Il rapporto afferma che la ragione della carestia è il blocco da parte di Israele dell’ingresso di cibo e di altri beni di prima necessità come l’acqua nella regione, impedendo non solo la distribuzione del cibo ma anche chiudendo fattorie, panifici e altre fonti alimentari. Questo blocco, mantenuto da Israele per oltre due mesi, ha fatto sì che praticamente ogni nucleo familiare di Gaza saltasse almeno un pasto al giorno, con alcuni che passavano giorni interi senza mangiare e molti adulti che soffrivano la fame pur di permettere ai bambini di avere del cibo.
Il rapporto è stato preparato dall’IPC, che è finanziato da una serie di organizzazioni globali come l’ONU e l’UE, nonché da gruppi umanitari come Save the Children e Oxfam. Gli autori del rapporto chiedono un’immediata “cessazione delle ostilità” al fine di ripristinare percorsi e servizi di aiuto umanitario come acqua, elettricità, assistenza sanitaria, telecomunicazioni e altri bisogni critici.
“Le cifre scioccanti di oggi che descrivono gli alti livelli di fame a Gaza sono una conseguenza diretta, dannosa e prevedibile delle scelte politiche di Israele – e del sostegno incondizionato e dell’approccio diplomatico del presidente Biden”, ha detto in una conferenza stampa Abby Maxman, presidente e amministratore delegato di Oxfam America.
“L’amministrazione Biden deve usare tutta la sua influenza per raggiungere un cessate il fuoco immediato per fermare lo spargimento di sangue, consentire il ritorno sicuro degli ostaggi in Israele e consentire l’ingresso di aiuti e beni commerciali, in modo da poter salvare vite umane ora”, ha continuato Maxman. “Gli Stati Uniti non possono continuare a restare a guardare e permettere che i palestinesi muoiano di fame”.
Il rapporto conferma quanto riscontrato da Human Rights Watch all’inizio di questa settimana, secondo cui Israele sta usando la fame come “arma da guerra”. Usare la fame come metodo di guerra è un crimine di guerra.

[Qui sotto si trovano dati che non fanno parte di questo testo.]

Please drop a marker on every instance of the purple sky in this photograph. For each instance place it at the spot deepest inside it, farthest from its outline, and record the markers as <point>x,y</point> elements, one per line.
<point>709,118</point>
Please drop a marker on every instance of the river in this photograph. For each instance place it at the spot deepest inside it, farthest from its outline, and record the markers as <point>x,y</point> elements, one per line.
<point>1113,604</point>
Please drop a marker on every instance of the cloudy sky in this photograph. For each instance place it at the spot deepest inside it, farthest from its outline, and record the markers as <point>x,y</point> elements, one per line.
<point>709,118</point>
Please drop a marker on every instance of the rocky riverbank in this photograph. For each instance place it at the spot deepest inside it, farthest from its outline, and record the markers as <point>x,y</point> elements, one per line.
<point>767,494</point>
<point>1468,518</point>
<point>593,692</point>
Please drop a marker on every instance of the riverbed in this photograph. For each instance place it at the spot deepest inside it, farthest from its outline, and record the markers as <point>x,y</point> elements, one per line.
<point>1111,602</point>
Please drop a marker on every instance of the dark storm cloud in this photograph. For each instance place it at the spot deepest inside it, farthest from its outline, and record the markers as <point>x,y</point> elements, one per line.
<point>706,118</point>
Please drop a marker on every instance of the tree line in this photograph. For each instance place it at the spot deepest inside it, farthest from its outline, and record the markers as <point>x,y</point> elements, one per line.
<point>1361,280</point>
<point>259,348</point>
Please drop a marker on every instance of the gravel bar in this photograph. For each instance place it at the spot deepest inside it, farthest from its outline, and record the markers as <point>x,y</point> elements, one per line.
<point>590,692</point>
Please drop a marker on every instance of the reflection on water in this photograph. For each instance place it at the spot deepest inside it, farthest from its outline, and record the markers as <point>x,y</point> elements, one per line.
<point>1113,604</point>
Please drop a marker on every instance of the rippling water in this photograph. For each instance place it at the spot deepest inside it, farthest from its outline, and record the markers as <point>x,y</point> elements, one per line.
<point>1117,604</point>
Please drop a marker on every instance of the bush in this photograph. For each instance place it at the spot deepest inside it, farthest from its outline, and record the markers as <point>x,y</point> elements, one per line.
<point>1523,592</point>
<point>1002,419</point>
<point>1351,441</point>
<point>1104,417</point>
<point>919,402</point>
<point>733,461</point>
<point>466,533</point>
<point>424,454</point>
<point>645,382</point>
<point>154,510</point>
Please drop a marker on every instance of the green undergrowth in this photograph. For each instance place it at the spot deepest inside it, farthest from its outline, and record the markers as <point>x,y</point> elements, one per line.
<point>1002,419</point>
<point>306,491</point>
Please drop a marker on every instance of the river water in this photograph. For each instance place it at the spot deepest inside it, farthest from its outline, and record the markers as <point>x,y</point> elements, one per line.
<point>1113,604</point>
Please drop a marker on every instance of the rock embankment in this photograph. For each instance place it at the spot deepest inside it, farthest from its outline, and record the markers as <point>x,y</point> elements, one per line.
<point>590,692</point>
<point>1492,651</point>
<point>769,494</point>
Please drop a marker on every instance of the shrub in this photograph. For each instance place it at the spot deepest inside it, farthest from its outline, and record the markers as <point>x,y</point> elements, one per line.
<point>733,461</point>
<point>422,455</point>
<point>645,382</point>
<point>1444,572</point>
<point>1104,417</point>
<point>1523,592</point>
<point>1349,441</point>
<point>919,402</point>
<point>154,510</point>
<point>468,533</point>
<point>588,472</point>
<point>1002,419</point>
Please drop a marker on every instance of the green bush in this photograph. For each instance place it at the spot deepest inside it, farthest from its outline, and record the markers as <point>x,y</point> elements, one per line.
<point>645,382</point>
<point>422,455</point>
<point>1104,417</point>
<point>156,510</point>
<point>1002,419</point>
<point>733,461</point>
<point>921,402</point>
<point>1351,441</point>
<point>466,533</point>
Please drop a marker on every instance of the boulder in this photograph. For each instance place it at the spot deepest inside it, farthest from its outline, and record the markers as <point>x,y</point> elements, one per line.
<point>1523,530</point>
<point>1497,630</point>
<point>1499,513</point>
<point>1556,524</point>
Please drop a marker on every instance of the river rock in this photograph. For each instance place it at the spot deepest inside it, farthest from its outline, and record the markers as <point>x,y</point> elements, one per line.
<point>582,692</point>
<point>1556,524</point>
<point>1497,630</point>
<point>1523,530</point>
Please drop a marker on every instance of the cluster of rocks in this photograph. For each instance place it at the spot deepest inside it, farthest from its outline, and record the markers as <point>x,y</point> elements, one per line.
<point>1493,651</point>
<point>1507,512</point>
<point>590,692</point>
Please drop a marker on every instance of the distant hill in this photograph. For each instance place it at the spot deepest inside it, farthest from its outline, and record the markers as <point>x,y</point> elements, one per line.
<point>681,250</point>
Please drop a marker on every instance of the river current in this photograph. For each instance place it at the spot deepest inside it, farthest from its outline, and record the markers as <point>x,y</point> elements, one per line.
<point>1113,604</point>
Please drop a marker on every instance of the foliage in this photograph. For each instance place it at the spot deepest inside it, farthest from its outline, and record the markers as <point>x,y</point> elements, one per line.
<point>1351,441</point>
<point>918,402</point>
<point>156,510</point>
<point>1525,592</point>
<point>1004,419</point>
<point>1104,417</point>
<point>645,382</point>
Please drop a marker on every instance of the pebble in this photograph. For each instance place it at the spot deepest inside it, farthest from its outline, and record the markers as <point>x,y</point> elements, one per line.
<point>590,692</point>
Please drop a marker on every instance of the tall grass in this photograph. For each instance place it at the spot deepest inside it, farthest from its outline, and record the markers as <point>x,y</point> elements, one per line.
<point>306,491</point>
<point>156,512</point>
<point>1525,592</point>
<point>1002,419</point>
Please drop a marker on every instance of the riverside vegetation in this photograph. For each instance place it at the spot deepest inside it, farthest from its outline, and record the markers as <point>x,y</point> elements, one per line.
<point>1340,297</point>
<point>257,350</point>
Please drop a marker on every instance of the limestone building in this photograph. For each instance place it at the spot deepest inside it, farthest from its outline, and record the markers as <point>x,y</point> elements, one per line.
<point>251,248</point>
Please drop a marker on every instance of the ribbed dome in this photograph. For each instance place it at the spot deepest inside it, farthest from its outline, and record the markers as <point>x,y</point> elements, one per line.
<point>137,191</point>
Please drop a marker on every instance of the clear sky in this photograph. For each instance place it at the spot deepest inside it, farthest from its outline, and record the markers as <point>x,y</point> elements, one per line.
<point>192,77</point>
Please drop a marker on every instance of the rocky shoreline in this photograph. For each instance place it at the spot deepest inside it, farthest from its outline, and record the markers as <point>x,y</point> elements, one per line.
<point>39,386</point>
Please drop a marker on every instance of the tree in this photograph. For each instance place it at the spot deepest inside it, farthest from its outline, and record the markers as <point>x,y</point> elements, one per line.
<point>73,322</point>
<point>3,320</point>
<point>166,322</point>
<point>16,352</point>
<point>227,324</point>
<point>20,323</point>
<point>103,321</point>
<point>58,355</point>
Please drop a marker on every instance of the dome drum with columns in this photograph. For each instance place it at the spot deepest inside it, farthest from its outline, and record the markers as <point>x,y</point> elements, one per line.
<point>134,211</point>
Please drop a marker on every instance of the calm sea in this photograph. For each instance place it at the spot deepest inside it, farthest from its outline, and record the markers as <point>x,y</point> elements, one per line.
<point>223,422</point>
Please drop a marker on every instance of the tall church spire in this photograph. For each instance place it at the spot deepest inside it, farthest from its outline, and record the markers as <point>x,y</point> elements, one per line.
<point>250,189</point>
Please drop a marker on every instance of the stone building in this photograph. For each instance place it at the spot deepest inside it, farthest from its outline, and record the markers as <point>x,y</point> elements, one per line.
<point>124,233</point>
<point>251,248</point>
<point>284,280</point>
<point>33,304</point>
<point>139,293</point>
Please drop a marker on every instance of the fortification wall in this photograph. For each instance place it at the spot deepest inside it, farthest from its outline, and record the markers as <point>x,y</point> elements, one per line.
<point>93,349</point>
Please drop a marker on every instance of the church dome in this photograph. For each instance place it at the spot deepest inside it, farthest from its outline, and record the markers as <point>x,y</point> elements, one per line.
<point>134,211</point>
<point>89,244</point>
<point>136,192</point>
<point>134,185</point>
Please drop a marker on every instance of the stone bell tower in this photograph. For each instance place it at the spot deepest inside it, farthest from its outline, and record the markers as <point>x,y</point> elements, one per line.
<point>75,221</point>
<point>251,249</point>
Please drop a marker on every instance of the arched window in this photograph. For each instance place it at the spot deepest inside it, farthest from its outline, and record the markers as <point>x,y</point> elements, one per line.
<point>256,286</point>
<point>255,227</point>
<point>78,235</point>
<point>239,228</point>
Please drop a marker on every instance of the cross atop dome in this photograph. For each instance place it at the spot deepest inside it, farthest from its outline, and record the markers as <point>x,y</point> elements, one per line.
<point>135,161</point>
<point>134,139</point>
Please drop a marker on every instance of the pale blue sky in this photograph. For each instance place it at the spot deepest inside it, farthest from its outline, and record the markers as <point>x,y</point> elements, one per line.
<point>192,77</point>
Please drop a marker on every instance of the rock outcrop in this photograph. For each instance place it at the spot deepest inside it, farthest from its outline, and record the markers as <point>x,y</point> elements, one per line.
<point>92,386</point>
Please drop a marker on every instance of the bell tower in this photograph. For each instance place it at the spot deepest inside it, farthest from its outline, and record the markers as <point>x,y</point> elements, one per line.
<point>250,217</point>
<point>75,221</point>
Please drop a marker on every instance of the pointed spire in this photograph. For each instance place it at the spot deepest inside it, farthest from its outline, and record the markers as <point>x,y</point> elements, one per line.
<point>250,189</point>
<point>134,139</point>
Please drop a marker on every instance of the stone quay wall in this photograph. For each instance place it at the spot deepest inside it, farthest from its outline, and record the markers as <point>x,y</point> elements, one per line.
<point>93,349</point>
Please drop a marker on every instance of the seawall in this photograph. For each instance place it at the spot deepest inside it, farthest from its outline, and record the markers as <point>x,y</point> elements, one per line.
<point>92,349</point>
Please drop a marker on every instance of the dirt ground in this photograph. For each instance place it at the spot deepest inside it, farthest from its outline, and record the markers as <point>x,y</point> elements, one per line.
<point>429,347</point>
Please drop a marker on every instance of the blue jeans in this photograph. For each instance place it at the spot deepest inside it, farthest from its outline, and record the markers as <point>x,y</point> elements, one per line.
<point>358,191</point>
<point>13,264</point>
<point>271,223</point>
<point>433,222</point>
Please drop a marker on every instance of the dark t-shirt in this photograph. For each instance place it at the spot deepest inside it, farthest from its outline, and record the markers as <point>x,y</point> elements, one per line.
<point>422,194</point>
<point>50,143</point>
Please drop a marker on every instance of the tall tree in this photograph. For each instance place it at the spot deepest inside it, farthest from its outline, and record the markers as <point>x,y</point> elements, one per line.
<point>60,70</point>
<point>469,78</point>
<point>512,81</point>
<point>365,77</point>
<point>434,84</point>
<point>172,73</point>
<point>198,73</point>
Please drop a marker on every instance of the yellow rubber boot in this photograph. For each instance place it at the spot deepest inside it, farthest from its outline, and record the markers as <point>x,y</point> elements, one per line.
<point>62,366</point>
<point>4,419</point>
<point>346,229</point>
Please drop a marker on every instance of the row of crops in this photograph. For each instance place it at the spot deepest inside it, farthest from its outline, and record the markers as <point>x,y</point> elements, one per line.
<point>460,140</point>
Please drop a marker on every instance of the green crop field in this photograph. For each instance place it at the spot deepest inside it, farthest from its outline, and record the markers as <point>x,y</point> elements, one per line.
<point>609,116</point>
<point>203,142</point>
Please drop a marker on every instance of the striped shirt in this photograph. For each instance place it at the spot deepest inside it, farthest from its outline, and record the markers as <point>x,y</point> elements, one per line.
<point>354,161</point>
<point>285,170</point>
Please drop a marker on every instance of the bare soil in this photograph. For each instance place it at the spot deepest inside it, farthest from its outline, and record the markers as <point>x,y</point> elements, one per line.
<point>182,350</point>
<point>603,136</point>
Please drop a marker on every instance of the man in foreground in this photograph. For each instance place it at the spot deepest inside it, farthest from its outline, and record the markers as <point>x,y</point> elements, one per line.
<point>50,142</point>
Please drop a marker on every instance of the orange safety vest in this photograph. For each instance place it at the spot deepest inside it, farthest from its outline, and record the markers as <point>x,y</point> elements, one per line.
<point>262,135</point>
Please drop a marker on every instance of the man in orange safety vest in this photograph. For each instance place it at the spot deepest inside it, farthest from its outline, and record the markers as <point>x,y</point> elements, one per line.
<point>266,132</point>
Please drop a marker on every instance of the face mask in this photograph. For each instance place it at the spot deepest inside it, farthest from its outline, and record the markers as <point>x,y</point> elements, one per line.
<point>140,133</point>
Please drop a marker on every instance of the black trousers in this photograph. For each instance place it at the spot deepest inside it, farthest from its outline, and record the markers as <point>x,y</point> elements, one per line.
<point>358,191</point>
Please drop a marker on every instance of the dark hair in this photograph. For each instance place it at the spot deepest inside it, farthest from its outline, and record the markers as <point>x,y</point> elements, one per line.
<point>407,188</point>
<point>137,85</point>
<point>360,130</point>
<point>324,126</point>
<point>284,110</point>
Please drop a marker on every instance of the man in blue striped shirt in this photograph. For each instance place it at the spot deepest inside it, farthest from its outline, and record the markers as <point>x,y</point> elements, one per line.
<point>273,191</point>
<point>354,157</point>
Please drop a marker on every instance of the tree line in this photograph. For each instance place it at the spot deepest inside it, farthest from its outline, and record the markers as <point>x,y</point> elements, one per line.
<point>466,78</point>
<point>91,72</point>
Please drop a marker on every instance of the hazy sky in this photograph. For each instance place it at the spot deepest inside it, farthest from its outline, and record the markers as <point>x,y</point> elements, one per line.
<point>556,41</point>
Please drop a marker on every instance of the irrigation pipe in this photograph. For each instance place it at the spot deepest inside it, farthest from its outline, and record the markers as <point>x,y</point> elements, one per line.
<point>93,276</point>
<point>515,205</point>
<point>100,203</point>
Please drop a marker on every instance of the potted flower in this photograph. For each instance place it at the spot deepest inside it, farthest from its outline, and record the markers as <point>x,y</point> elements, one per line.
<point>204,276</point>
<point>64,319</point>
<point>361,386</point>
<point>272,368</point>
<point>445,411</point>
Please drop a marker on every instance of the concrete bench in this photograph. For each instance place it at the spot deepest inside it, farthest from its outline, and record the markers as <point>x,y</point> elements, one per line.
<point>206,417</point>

Il rapporto rileva che Israele sta bloccando l’importazione della stragrande maggioranza dei prodotti alimentari e sta distruggendo i panifici e tutti i mulini di grano di Gaza. Il blocco dell’acqua ha reso l’agricoltura “quasi impossibile”, con molti capi di bestiame che muoiono di fame e raccolti non irrigati – e, inoltre, Israele ha deliberatamente raso al suolo terreni e strutture agricole, inclusi frutteti, serre e terreni agricoli, sottolinea il rapporto.